Prognostications On The Economy (update 6-26)

Most people reading this blog will have read some prognostications on the economic future of the next 1-2 years, talking of what will happen in 2010.

These longer-term forecasts are fantasies.

While the mainstream prediction of some economic stabilization this year followed by modest GDP growth and continuing job losses makes sense, even this middle-of-the-road 6-month forecast is similar in reliability to a 2-week weather forecast during the spring or fall.

It might happen that way.

Exactly like a weather forecast, and for precisely the same scientific reasons, economic forecasts are relatively useful for a short-term outlook, and less and less meaningful for a longer term outlook.

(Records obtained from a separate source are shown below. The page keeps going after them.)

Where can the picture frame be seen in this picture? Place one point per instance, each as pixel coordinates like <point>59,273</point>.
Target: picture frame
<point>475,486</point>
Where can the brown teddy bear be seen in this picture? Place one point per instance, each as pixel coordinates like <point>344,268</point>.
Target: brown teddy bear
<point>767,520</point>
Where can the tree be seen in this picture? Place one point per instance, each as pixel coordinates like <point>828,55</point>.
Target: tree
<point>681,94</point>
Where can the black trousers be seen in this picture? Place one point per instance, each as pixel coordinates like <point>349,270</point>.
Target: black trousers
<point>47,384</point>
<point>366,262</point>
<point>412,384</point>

I'm quite deliberate in this choice of language. Just as randomness changes the weather progressively more over time versus any specific scenario, the same effect applies to large economies. But while long-term weather usually follows seasonal averages with moderate deviation in most years, the long-term economy has more randomness and higher deviations.

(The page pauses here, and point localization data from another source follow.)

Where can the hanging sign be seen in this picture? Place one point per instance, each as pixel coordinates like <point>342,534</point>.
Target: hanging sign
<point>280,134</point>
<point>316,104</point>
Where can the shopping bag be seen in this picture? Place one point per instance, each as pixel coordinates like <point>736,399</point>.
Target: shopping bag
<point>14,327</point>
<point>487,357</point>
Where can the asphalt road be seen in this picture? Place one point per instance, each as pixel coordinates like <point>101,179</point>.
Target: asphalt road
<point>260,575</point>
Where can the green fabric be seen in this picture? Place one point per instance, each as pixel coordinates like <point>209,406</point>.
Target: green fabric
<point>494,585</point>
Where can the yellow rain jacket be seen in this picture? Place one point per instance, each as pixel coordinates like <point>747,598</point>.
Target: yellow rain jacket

Right now the biggest unknown is future evolution of expectations and the consequent choices individuals will make in response.

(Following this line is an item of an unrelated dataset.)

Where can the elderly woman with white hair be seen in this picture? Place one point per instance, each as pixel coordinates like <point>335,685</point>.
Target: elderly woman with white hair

This is not at all predictable.

We can predict some aspects of the economy, such as national housing price changes, due to the highly consistent effects of supply versus demand -- when the supply of homes for sale is significantly more than 6-7 months worth, prices fall. The effect of significant supply along with significant expected shadow inventory (those with houses not currently on the market who would like to sell, and are waiting for the recession to ease) practically guarantee further price falls in many areas, and on national averages.

But some critical economic factors in the broad economy are fully unpredictable. That is, the degree of unforeseeable change is very high.

The economy is, after all, the joint decision of all of us together.

We can en masse pull back on our spending out of fear of job losses, creating a self-fulfilling outcome of continuing high job losses.

Or we can en masse gain confidence in the economy, and thus feel more secure in our jobs, and spend a little more, creating a self-fulfilling outcome of reduced job losses, and even an improving economy.

The most crucial part of the stimulus program -- the American Recovery and Reinvestment Act of 2009 -- is how it affects general confidence in the economy.

This is because general confidence will determine changes in consumer spending of greater scope than the amount of actual stimulus spending.

A popular forecast like "weak growth of 0.5% in the 2nd half of the year" is only a guess.

Fortunately, one of the greater forces in the economy has changed direction.

We can all breathe a little easier to see this news today:

Consumer confidence extended its rebound in May, soaring to the highest level since last September as more shoppers are feeling the worst of the recession is behind them....

This is no small thing.

Sufficient confidence could give the actual stimulus dollars much more traction, leading to a very different economic outcome over time. How different? Well, long-term interest rates for instance depend on investor confidence in America, which in turn depends on the American economy, which itself depends on small changes adding up over time...

-----------------------------
Update 6-26

(Reuters) - U.S. consumer confidence rose in June to the highest since
February 2008, as expectations grew that the worst economic recession since the
Great Depression may be ending, a survey showed on Friday.



Today we also learned the savings rate has shot up to 6.9% for May from 5.6% in April. New unemployment claims are still very high, ticking back up a bit.

But of all the indicators, most key are confidence and actual consumer spending (up 0.3% month over month).

These two suggest some possibility of real stabilization, instead of a downward spiral. What's unknown is how many layoffs have been delayed on hope of a bigger rebound in spending. The next 2 months will decide if this stabilization is firm, or only a pause. But I'm cautiously hopeful that this stabilization can hold, so that the economy may be at the bottom here, instead of a worse scenario. It's not certain, but it's a good sign.